Et l’enquête commencera par lui. Après avoir écouté attentivement les explications, il s’assure de la véracité des faits en veillant à ce que son interlocuteur ne soit interrompu à tout instant. Si les faits sont confirmés par les autres joueurs, il prend la décision ad hoc. En général, il n’y a pas de problème dans ce genre de situations. Mais si la moindre objection devait être élevée par n’importe lequel des quatre joueurs, il doit l’informer de son droit de faire appel. Si par contre sa décision n’est pas contestée, il veille à son exécution et continue sa tâche.

Il y aura problème lorsque les joueurs contestent la véracité des faits et que rien ne permet d’établir avec certitude la responsabilité de l’infraction. Inutile alors de s’éterniser en discussions inutiles, aucun joueur ne lâchera pas le morceau.  Il prend la décision qui lui paraît la plus juste pour permettre au jeu de continuer, et prévient les joueurs de leur droit de faire appel. Le tout avec calme et sans céder à une quelconque forme d’énervement.

Afin d’illustrer ces propos, prenons la situation où l'arbitre est appelé pour un Passe hors tour.Le joueur fautif ne conteste pas l'infraction, le carton est d'ailleurs tout seul sur la table, aucun autre ne pointe à l'horizon. Avant de se lancer dans des explications savantes, il doit expliquer à l'adversaire de gauche qu'en vertu des dispositions de la Loi 29_&A la possibilité lui est offerte d’accepter la déclaration auquel cas les annonces continueront normalement à la suite de ce passe ou de  refuser la déclaration auquel cas  la parole revient au joueur dont c’est le tour et entraîne pour le camp fautif d’autres obligations que l’arbitre doit détailler.

Avant de dire n'importe quoi, il vaut mieux qu’il consulte le Code. Il verra alors que la situation est bien plus compliquée qu’il ne pensait. Elle doit être analysée en fonction de la qualité du Passe :

si le Passe est conventionnel  inutile de s’attarder sur la Loi 30. Etant donné que ce passe comporte une dénomination implicite, il doit être considéré comme une enchère. On applique par conséquent la Loi 31.

- si le Passe n'est pas conventionnel :

          - a-t-il eu lieu AVANT que les enchères ne soient commencées ?

          - a-t-il eu lieu APRES que les enchères soient commencées ?

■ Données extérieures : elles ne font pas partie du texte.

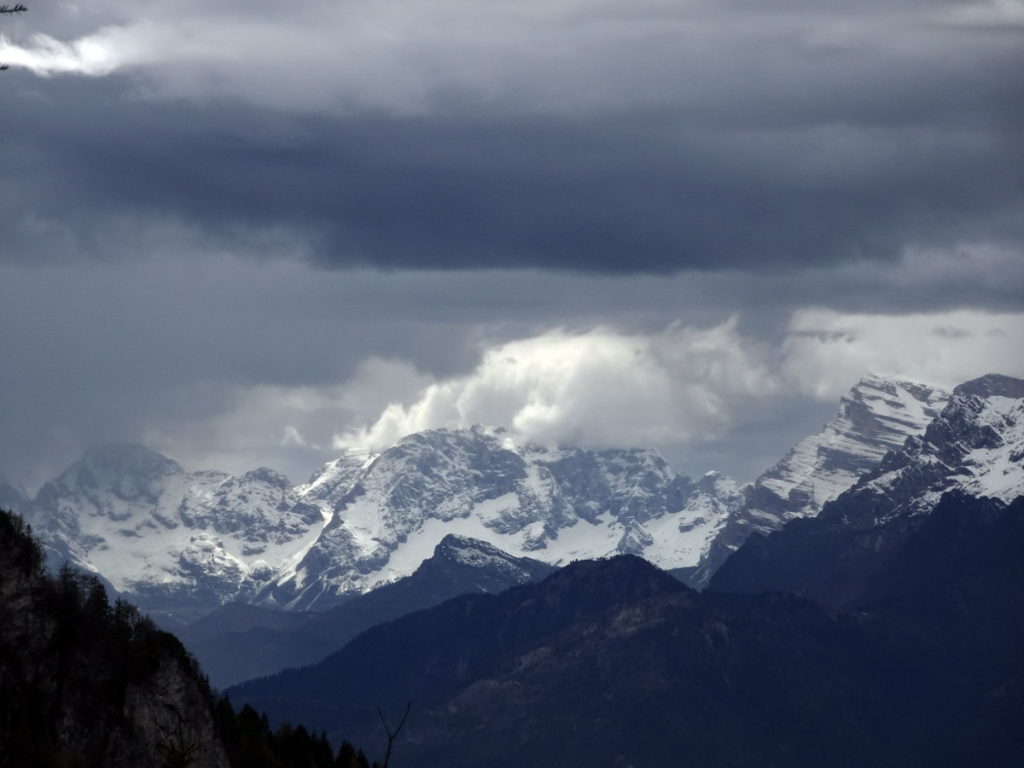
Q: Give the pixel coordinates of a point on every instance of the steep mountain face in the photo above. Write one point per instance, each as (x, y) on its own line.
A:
(553, 505)
(974, 449)
(174, 542)
(612, 662)
(875, 417)
(275, 640)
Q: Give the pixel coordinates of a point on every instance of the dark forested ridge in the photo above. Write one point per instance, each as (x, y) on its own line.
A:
(88, 684)
(613, 659)
(275, 640)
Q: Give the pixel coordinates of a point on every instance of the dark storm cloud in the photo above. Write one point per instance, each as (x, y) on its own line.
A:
(204, 242)
(810, 146)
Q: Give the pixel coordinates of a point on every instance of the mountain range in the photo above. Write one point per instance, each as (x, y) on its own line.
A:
(614, 663)
(181, 544)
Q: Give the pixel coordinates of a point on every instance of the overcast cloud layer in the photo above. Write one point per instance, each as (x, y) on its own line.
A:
(253, 232)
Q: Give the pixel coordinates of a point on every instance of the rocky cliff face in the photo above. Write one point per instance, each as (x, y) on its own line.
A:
(87, 684)
(875, 417)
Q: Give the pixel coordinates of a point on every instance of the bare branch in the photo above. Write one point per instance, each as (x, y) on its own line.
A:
(392, 735)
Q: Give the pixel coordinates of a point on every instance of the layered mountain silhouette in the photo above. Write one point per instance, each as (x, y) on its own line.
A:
(273, 640)
(615, 659)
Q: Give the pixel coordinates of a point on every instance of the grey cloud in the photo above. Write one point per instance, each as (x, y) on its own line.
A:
(793, 140)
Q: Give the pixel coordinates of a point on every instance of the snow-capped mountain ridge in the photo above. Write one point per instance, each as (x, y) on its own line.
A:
(183, 541)
(975, 445)
(173, 541)
(551, 504)
(877, 416)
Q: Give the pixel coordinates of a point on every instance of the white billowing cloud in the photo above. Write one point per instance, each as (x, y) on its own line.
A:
(595, 388)
(682, 389)
(825, 351)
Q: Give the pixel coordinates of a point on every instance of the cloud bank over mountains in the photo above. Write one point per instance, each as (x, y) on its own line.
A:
(248, 232)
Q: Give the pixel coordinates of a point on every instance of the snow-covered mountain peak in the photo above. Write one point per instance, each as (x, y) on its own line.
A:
(876, 416)
(168, 538)
(554, 504)
(976, 444)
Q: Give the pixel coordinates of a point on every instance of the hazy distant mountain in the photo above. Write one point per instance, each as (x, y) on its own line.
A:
(974, 448)
(274, 640)
(875, 417)
(173, 541)
(553, 505)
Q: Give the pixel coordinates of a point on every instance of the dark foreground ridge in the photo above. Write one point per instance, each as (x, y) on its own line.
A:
(614, 660)
(274, 640)
(89, 685)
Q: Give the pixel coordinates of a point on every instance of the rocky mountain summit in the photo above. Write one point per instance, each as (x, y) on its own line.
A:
(555, 505)
(973, 450)
(175, 542)
(875, 417)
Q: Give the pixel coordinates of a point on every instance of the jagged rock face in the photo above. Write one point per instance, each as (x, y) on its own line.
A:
(976, 445)
(553, 505)
(172, 541)
(974, 450)
(878, 415)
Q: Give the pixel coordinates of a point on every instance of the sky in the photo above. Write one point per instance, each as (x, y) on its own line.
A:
(254, 233)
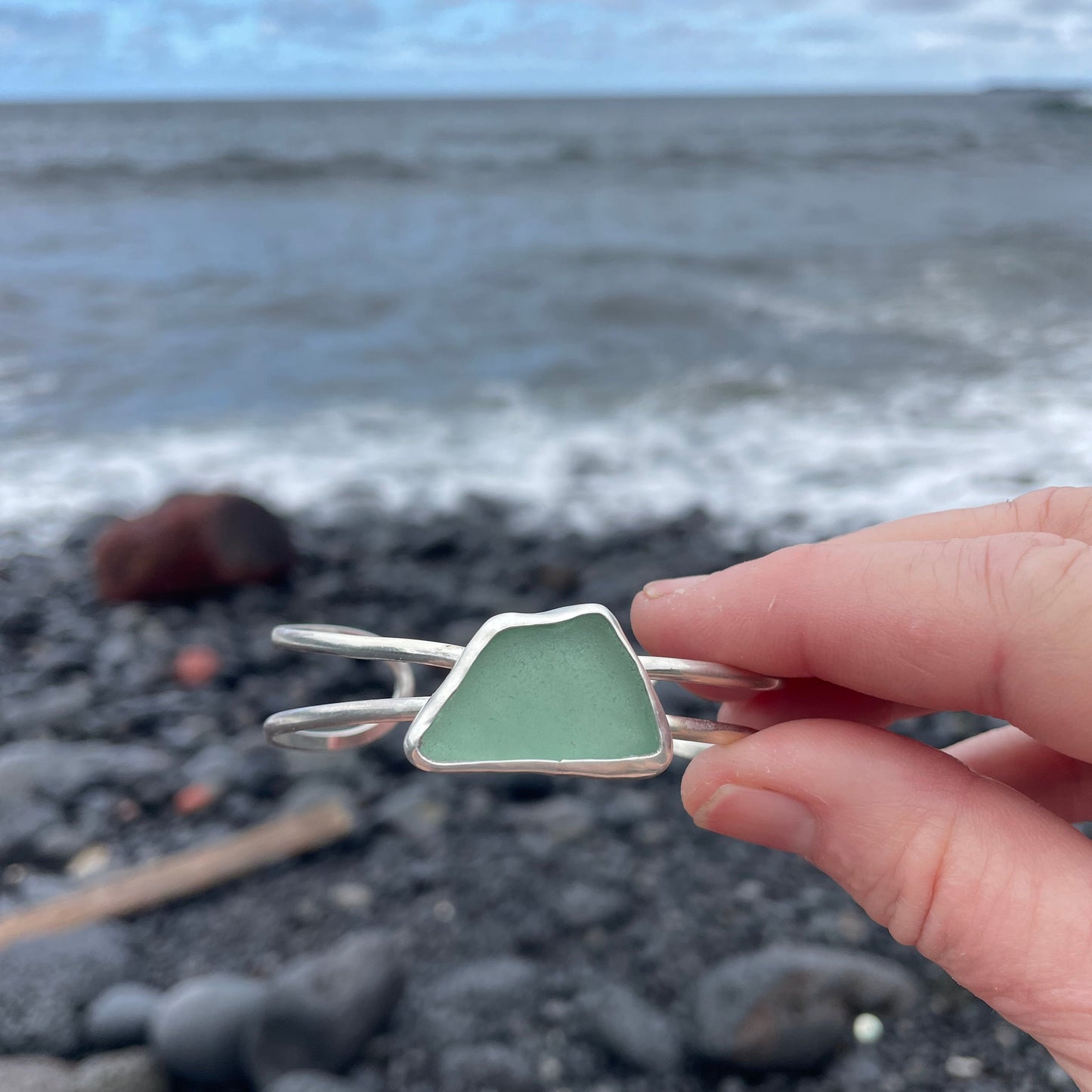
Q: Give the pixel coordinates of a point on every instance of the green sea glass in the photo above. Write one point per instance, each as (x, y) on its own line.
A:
(561, 690)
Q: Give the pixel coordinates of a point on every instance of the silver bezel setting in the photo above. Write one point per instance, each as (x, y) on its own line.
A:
(642, 766)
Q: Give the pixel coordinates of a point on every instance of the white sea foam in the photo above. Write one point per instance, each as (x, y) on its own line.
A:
(778, 468)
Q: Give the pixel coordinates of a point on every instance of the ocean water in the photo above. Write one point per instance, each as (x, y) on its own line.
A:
(800, 314)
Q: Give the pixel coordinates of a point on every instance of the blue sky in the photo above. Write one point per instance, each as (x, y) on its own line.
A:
(63, 48)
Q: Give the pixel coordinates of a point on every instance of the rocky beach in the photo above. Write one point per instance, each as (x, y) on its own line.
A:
(473, 932)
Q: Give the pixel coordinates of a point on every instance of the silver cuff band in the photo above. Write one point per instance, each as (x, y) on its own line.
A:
(360, 645)
(350, 724)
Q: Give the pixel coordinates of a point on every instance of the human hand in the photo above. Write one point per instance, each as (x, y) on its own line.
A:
(967, 854)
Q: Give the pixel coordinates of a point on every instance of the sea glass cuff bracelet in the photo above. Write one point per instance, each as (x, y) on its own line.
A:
(555, 692)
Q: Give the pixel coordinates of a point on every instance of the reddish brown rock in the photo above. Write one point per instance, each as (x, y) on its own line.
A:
(193, 544)
(196, 665)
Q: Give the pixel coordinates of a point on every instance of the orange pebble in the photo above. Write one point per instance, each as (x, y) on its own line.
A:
(194, 797)
(196, 665)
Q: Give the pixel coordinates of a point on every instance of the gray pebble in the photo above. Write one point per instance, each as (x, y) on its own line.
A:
(63, 770)
(311, 792)
(23, 824)
(582, 905)
(792, 1008)
(413, 810)
(134, 1070)
(320, 1010)
(476, 1067)
(561, 818)
(46, 981)
(478, 999)
(36, 1075)
(633, 1030)
(196, 1029)
(119, 1017)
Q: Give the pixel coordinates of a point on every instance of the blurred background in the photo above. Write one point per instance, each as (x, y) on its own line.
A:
(501, 305)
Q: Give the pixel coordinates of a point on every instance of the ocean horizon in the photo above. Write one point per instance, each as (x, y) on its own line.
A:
(800, 314)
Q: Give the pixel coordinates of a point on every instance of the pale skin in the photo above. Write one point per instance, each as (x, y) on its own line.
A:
(967, 854)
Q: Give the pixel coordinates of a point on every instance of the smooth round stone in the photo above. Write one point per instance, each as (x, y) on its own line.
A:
(134, 1070)
(792, 1007)
(196, 1029)
(119, 1017)
(320, 1010)
(36, 1075)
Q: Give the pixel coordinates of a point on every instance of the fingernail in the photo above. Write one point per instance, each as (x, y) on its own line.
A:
(759, 816)
(659, 589)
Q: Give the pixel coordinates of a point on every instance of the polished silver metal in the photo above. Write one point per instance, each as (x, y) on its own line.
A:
(357, 723)
(360, 645)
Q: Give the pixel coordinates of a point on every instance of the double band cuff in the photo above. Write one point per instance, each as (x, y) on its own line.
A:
(555, 692)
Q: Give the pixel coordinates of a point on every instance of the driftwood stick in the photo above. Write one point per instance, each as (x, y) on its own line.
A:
(164, 879)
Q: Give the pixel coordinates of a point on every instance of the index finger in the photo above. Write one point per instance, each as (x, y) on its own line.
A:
(999, 625)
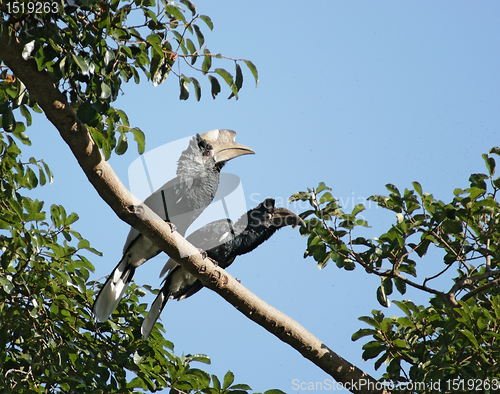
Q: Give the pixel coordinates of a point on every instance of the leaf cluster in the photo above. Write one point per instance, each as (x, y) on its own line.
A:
(465, 232)
(49, 341)
(91, 48)
(436, 343)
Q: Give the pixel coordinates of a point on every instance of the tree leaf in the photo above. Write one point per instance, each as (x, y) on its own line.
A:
(363, 332)
(184, 94)
(199, 35)
(208, 21)
(190, 5)
(228, 78)
(207, 61)
(490, 164)
(382, 297)
(215, 86)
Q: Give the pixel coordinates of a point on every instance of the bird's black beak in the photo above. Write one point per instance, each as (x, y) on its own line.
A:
(224, 145)
(284, 217)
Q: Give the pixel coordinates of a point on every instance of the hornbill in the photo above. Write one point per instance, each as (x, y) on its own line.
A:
(222, 241)
(180, 201)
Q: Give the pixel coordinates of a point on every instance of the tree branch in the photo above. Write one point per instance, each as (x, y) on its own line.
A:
(132, 211)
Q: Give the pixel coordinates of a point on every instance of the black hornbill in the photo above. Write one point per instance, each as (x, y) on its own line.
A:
(222, 241)
(180, 201)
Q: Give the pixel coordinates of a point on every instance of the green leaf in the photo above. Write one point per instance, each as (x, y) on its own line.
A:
(175, 12)
(215, 86)
(155, 41)
(208, 21)
(382, 297)
(363, 332)
(239, 79)
(471, 337)
(197, 88)
(228, 78)
(207, 61)
(228, 380)
(82, 63)
(216, 383)
(199, 35)
(8, 121)
(253, 69)
(190, 5)
(48, 172)
(417, 187)
(495, 150)
(357, 209)
(26, 113)
(105, 91)
(490, 164)
(6, 284)
(300, 196)
(392, 189)
(184, 94)
(400, 285)
(122, 145)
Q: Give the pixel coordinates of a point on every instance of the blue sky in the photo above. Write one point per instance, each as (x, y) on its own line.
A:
(356, 94)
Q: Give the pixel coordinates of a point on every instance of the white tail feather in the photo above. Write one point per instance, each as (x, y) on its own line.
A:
(152, 316)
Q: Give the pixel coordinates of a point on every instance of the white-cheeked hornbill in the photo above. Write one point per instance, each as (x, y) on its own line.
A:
(180, 201)
(222, 241)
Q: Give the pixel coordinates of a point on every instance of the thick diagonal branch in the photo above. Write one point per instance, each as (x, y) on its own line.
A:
(132, 211)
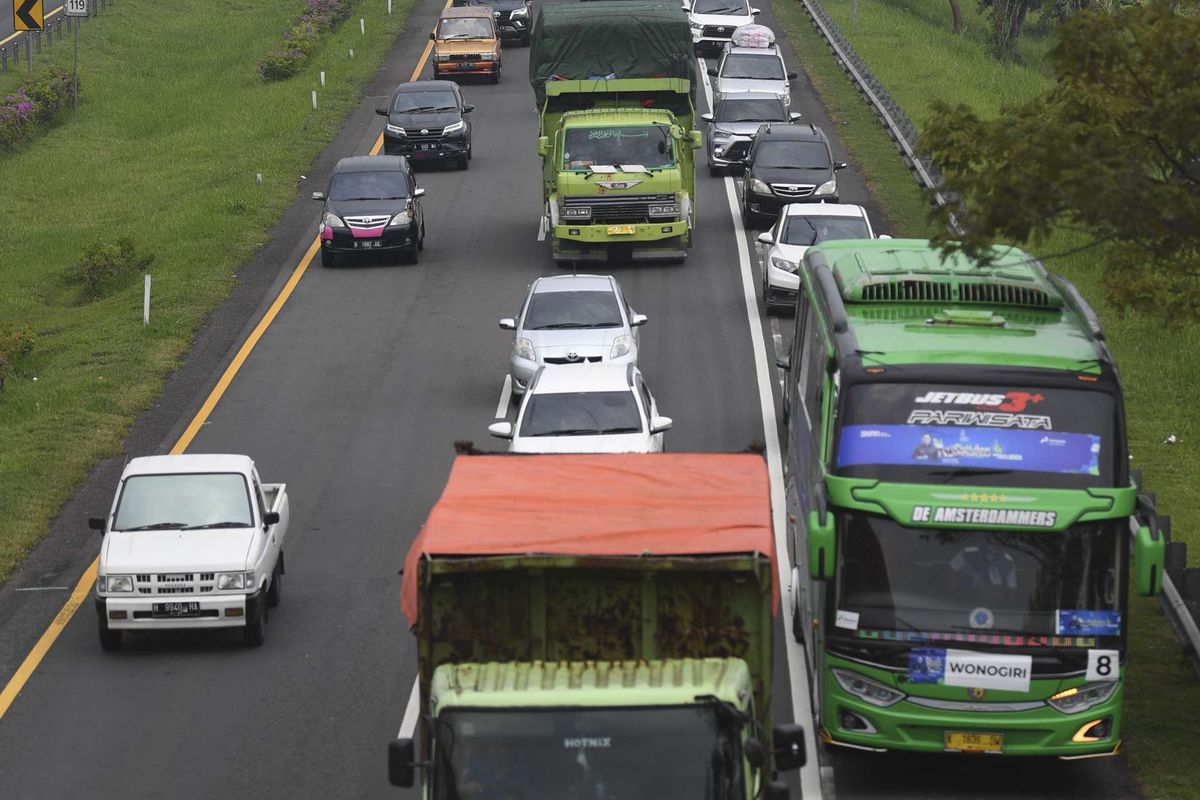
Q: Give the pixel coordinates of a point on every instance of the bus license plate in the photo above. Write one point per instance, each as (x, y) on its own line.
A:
(975, 743)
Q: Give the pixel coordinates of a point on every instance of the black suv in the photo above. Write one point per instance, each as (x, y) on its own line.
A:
(427, 121)
(787, 163)
(373, 205)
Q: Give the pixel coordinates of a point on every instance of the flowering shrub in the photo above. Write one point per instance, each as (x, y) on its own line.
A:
(35, 102)
(300, 42)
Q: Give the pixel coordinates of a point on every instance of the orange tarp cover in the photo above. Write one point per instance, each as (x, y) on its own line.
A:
(666, 504)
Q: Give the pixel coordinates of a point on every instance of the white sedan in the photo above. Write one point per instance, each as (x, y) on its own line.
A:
(799, 227)
(586, 409)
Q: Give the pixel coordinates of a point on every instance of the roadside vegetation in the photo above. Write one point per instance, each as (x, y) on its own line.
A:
(156, 172)
(911, 47)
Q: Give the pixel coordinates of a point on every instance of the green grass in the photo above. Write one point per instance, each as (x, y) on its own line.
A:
(911, 48)
(173, 125)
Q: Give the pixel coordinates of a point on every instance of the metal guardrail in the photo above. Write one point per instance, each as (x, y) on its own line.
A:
(1180, 597)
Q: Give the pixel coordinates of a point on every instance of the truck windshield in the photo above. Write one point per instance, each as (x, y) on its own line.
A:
(967, 583)
(646, 145)
(183, 500)
(991, 435)
(595, 753)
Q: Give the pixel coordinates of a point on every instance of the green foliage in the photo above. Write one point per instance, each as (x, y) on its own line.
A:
(106, 265)
(1111, 149)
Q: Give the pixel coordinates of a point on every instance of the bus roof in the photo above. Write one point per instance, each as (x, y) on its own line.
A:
(904, 304)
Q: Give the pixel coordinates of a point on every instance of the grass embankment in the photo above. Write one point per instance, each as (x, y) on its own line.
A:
(911, 48)
(172, 127)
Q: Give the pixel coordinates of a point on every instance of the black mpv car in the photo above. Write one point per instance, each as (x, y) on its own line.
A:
(373, 205)
(787, 163)
(427, 121)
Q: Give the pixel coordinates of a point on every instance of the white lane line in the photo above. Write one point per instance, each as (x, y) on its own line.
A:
(502, 408)
(797, 665)
(409, 722)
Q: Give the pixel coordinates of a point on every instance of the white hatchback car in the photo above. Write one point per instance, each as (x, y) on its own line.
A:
(586, 409)
(799, 227)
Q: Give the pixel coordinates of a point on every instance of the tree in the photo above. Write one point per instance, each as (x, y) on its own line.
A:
(1111, 150)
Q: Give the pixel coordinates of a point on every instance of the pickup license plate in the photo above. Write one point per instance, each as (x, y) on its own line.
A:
(177, 609)
(973, 743)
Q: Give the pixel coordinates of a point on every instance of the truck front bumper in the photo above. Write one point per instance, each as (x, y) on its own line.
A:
(137, 613)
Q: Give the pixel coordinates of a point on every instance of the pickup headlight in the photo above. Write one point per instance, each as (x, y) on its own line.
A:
(784, 264)
(523, 349)
(115, 583)
(621, 346)
(865, 689)
(1080, 698)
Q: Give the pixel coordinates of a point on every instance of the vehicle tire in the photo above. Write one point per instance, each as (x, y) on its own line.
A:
(109, 639)
(255, 632)
(275, 594)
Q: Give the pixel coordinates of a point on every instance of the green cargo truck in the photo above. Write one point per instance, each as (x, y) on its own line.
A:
(966, 524)
(613, 82)
(597, 626)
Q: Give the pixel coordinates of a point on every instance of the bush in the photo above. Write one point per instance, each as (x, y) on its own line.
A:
(105, 265)
(300, 42)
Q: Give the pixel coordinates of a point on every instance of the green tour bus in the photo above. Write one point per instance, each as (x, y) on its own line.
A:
(963, 517)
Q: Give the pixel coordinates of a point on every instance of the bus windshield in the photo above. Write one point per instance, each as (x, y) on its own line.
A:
(993, 435)
(949, 582)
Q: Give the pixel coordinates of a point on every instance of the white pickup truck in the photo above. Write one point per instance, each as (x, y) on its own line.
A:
(191, 541)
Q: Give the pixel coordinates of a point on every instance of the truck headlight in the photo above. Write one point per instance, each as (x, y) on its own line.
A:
(865, 689)
(523, 349)
(1080, 698)
(117, 583)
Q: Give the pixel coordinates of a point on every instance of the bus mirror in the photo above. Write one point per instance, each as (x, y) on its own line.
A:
(821, 546)
(1149, 554)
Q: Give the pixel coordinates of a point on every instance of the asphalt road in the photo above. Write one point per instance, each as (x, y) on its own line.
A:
(354, 397)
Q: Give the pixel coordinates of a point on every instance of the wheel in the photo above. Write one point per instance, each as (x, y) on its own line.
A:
(275, 594)
(109, 639)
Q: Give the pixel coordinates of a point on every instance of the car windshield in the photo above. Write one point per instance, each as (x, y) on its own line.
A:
(750, 66)
(466, 28)
(369, 186)
(423, 102)
(567, 310)
(720, 7)
(645, 145)
(805, 230)
(183, 500)
(767, 109)
(939, 581)
(594, 753)
(798, 155)
(581, 414)
(1001, 435)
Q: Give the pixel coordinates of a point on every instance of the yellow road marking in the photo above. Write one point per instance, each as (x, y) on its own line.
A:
(83, 588)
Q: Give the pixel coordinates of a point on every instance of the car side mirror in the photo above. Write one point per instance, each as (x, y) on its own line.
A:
(789, 744)
(401, 755)
(501, 429)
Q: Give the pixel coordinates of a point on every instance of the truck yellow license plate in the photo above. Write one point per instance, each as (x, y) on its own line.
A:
(975, 743)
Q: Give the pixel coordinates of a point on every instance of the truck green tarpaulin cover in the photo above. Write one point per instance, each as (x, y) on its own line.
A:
(618, 38)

Et là il faut éviter de poser de questions stupides :

- si le carton est seul sur la table,  c'est que les enchères n'ont pas encore commencé

. s’il y en a d’autres, c’est le contraire à condition qu’au moins l’un d’entre eux comporte une dénomination. 

Le carton passe n’indique pas en effet une enchère mais une déclaration. (Dit en passant : l’enchère aussi fait partie des déclarations… mais cela est un autre discours dont on pourrait disserter longtemps ! Disons  que tout carton comportant une dénomination est une enchère et que tout autre carton est une déclaration, à l’exclusion des cartons Stop et Alerte dont le but est de prévenir l’adversaire qu’il serait de son intérêt de s’informer de la signification de l’enchère qui suivra). Dès établissement des faits, l’arbitre passera à l‘explication des différentes options dont les joueurs des deux camps disposent :

- le joueur fautif ne peut que passer à son prochain tour de parole ou jusqu'à la fin des annonces

- son partenaire peut enchérir comme bon lui semble, mais il lui est interdit, à ce tour,  de contrer ou de surcontrer, etc. etc.